Another Chudyk game, Innovation, uses this very effectively with the ability to piggy back on, or else block attacks, if you have equal or more of the associated icon as the active player. The active player also gets a free card draw as payment for others taking the free action. This can create interesting tensions where a player can technically take a free action but choose not to because the draw pile distribution would give a windfall advancement to the active player. I like it a lot.
Leadin from the “feel good” component of everyone getting things on other’s turns – Even though it’s not based off a player decision, but rather a random roll, the resource gathering of Catan or Valeria: Card Kingdoms as examples gives people’s hands a little something to do off turn, and keeps the anticipation of their turn building (ignoring the threat of the Catan robber…).
Alexander the Great by Colovini and Go West! are two games that use this horribly.
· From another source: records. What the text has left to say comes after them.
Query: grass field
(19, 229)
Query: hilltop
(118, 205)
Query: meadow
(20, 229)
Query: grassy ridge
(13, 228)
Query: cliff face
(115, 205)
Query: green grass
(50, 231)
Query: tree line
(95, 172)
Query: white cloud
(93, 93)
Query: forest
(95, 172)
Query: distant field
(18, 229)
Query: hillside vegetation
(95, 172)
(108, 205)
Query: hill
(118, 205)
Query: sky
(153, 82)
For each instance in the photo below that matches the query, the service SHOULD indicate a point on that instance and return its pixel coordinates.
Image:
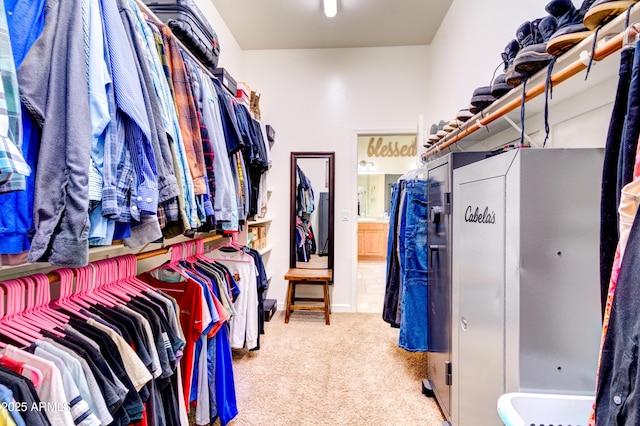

You have to use up your action to score, and you score everything, so you will help the winner stay in the lead unless you can get more points. The score track in yhis case ruins the game because you can clearly see who is winning and by how much. Hidden vps might help this. So, I can see good and bad versions of this mechanism in games. Another is Age of Steam, where you need to deliver packages along a route which may contain the winner’s tracks, paying them. Tranban by AV fixes that in its simplicity of gaining vps besides helping others
One of my favourite uses of this is the way resources work in Brass – I build a coal mine? If it’s connected to the thing you want to use coal for, you get to use it, but if you use it then you’re putting me closer to scoring it for fulfilling all the contracts that coal mine can support.
That’s a great example. I love network-building games where you don’t have a monopoly over your network and its resources.